I've had a gmail account for years. I've used google documents with others for years. I've presumed that when I sent invites to universith colleagues to access a timetable in a google doc spreadsheet and fill in their availability etc, that this was quite an easy task to respond to. Although I had noticed that few people tended to actually add anything to the spreadsheet and emailed me back instead.

A few weeks ago, I invited the 7 students who I am working with on an audit project over the next year to collaborate on google documents. I used their university emails. Some of them could access the initial brainstorming document but they seemed to be denied access to to edit. Others couldn't even see the document. And a few 'asked permission' to edit, which I agreed to, although it seemed to be to the same email address which already had permission to edit! I was confused. They were confused.
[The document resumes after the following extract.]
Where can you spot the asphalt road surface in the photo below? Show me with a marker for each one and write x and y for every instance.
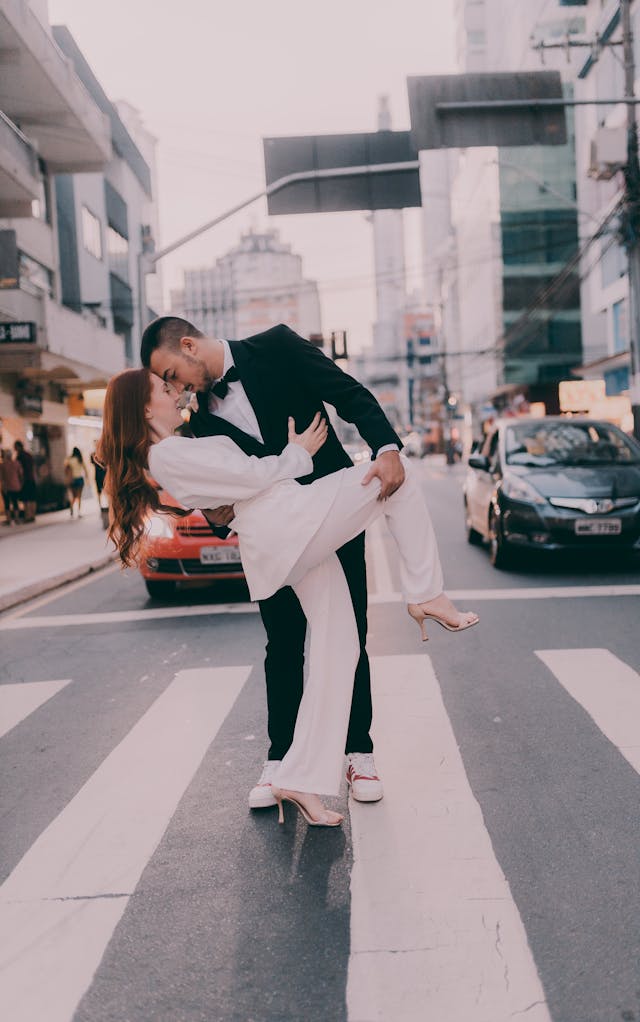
(498, 879)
So I decided to try it out for myself. I gave access to myself through my Cardiff Uni address to see how the process worked. This is what happened by way of my explanation to students:
"1. I received an email with a link which showed me the document and asked me to sign in with a google acount.
2. I didn't have a google account for Cardiff Uni address so I had to click to set one up.
3. I entered in Cardiff Uni email address and selected a password.
4. After a few minutes I received an email asking me to confirm that I had set up an account. When I clicked on this/logged in and clicked on docs, it looked as if the account was completely empty. There were no documents there.
5. I went back to the email with the link to the document. I clicked it and this time instead of being brought through to see the document I was told that I have been invited to share a document and I could click to accept or decline.
6. I accepted and was then able to go in and edit the document and invite others, and send all of you a mesage!
So if you are having trouble could you please follow these steps."

What have I learned? 1. If you invite someone to collaborate on a document and they don't already have a google account in that email address they might find the process more difficult that you think. It might be a good idea to instruct them to start by creating the google account.

2. I am so familiar with google accounts and documents that I assumed the process would be more striaghtforward to others than it was.

So, now for the question. What has been your experience of collaborating with students, or another group, who are unfamiliar with gdocs? What tips do you have?